Nigeria counts votes in key state election
A woman votes at a polling station during the Anambra State governorship election at Uga Aguata district in south-east Nigeria, on November 6, 2021.
Voters in the restive southeastern Nigerian state of Anambra go to the polls on November 6, 2021, amid a massive police deployment, in a key test of electoral credibility ahead of a presidential race less than 18 months away. More than 30,000 police have been deployed to Anambra, the heart of a region where an outlawed separatist movement has been blamed for a string of attacks on police and election offices. (PIUS UTOMI EKPEI / AFP)
(AFP) - Nigerian electoral officials were tallying results from a local vote on Sunday after a tightly contested race seen as a test-run for national elections to replace President Muhammadu Buhari in early 2023.
Thousands of police and army were dispatched to Anambra state for the election of a local governor, in a year that has seen a string of attacks on official targets blamed on an outlawed separatist group known as the Indigenous People of Biafra (IPOB).
Voting went ahead mostly without major incident on Saturday but technical glitches with face and fingerprint recognition technology caused delays and forced the electoral commission (INEC) to extend voting hours.
"We are getting ready for collection, people are coming from local government areas with their results now," an INEC official said.
Nigeria's elections are often marred by fraud claims and violence, and analysts said the Anambra vote in a complex security situation would measure confidence in INEC’s readiness for the presidential ballot.
IPOB agitates for an independent state for the local Igbo people, a sensitive claim in southeast Nigeria where a unilateral declaration of independence by Igbo army officers in 1967 triggered a three-year civil war.
Africa’s most populous country is also battling heavily armed gangs in its northwest, where so-called bandits are blamed for scores of mass kidnappings for ransom.
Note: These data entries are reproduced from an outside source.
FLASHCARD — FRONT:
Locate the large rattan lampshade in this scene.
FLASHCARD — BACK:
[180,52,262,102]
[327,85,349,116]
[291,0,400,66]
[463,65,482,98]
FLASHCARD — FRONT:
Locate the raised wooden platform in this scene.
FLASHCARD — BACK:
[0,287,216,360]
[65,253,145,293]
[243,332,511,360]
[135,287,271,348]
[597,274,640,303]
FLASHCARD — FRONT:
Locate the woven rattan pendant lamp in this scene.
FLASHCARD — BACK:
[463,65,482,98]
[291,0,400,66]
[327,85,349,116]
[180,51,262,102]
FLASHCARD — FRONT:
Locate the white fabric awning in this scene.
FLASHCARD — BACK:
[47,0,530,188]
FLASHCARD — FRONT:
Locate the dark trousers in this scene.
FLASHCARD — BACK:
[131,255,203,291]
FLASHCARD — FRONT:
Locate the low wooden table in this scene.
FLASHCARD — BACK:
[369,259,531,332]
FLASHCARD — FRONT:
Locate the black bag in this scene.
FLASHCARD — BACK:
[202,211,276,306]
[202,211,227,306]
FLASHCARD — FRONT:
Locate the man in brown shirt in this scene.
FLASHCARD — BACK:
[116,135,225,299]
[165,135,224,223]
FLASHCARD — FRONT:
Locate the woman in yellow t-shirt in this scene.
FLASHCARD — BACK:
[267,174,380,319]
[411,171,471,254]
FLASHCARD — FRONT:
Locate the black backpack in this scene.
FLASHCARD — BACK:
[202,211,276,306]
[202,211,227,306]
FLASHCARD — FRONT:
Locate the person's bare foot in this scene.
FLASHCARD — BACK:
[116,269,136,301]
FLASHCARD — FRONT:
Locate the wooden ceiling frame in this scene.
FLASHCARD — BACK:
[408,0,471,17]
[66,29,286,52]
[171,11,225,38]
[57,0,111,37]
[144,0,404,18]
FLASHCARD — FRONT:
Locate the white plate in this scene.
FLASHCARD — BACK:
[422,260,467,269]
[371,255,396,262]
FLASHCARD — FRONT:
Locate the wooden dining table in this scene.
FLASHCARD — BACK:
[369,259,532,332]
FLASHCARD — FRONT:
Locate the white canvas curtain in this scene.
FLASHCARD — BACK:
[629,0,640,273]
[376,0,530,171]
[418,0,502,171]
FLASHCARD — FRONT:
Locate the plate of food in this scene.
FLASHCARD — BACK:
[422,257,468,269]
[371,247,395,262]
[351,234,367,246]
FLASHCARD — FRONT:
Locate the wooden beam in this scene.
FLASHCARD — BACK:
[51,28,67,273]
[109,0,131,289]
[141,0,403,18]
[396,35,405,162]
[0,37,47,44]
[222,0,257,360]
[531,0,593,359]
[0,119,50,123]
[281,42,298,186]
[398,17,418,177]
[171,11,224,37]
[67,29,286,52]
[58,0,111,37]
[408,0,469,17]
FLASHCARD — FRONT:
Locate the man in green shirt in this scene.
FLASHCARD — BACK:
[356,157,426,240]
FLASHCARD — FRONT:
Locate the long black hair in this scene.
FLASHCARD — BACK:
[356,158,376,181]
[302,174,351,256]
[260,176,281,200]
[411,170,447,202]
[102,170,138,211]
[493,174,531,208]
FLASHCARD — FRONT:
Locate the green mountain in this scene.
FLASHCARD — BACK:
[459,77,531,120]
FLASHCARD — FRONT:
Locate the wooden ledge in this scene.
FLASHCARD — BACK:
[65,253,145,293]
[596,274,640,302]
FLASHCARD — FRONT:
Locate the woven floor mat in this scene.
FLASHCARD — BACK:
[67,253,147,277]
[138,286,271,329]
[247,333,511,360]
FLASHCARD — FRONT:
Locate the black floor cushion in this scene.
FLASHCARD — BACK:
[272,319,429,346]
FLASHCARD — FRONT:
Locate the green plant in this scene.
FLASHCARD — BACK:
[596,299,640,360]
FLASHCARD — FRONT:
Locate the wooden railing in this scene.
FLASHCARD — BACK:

The army is also entrenched in a 12-year campaign against jihadists in the country’s northeast.
Anambra's election was a race between former central bank governor Charles Chukwuma Soludo, whose All Progressive Grand Alliance has run the state for years, and the candidates from Buhari’s All Progressives Congress (APC) and main opposition People’s Democratic Party (PDP).
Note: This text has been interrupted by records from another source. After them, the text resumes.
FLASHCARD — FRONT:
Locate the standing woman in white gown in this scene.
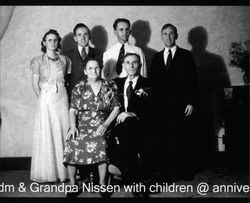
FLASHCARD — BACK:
[30,30,71,182]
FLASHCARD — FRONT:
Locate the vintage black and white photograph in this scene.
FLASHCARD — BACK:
[0,4,250,199]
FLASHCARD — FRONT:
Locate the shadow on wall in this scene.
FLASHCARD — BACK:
[90,25,108,52]
[131,20,157,77]
[188,26,230,169]
[60,32,77,53]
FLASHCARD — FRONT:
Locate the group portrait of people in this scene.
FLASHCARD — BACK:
[30,18,201,197]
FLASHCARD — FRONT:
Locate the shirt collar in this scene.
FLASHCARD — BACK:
[117,42,128,48]
[164,45,177,55]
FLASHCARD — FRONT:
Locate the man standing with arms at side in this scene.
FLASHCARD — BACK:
[63,23,102,101]
[102,18,147,80]
[150,24,197,182]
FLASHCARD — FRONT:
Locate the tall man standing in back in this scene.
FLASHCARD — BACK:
[63,23,102,99]
[102,18,147,80]
[150,24,197,181]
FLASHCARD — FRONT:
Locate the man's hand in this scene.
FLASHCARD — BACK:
[184,104,193,116]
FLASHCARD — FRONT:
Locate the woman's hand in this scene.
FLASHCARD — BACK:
[116,112,139,125]
[96,123,108,136]
[66,127,79,140]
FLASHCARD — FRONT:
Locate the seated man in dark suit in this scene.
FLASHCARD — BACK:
[62,23,103,101]
[109,53,151,190]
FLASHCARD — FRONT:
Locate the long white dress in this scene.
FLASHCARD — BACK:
[30,54,71,182]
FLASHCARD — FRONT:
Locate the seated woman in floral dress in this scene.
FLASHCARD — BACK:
[64,58,120,197]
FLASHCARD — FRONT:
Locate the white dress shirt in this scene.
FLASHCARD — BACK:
[123,76,139,112]
[102,42,147,80]
[163,45,177,65]
[77,45,89,55]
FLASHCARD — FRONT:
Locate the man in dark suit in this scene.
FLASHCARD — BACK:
[150,24,197,181]
[63,23,102,100]
[109,53,151,189]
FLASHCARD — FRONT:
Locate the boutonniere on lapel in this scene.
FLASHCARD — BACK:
[135,88,150,97]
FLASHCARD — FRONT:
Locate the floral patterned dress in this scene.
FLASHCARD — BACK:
[64,80,120,165]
Campaigning was low-key after attacks blamed on IPOB or "unknown gunmen" and several protests by the separatists over the arrest of their leader, who was detained overseas and brought back to Nigeria earlier this year.
The IPOB cancelled a planned sit-in protest last week and urged people to vote.
With political infighting heating up before 2023, Anambra emerged as key battleground.
The ruling APC is looking to consolidate recent gains in the southeast, where it managed to secure two state governments -- one through a defection and the other through a court ruling.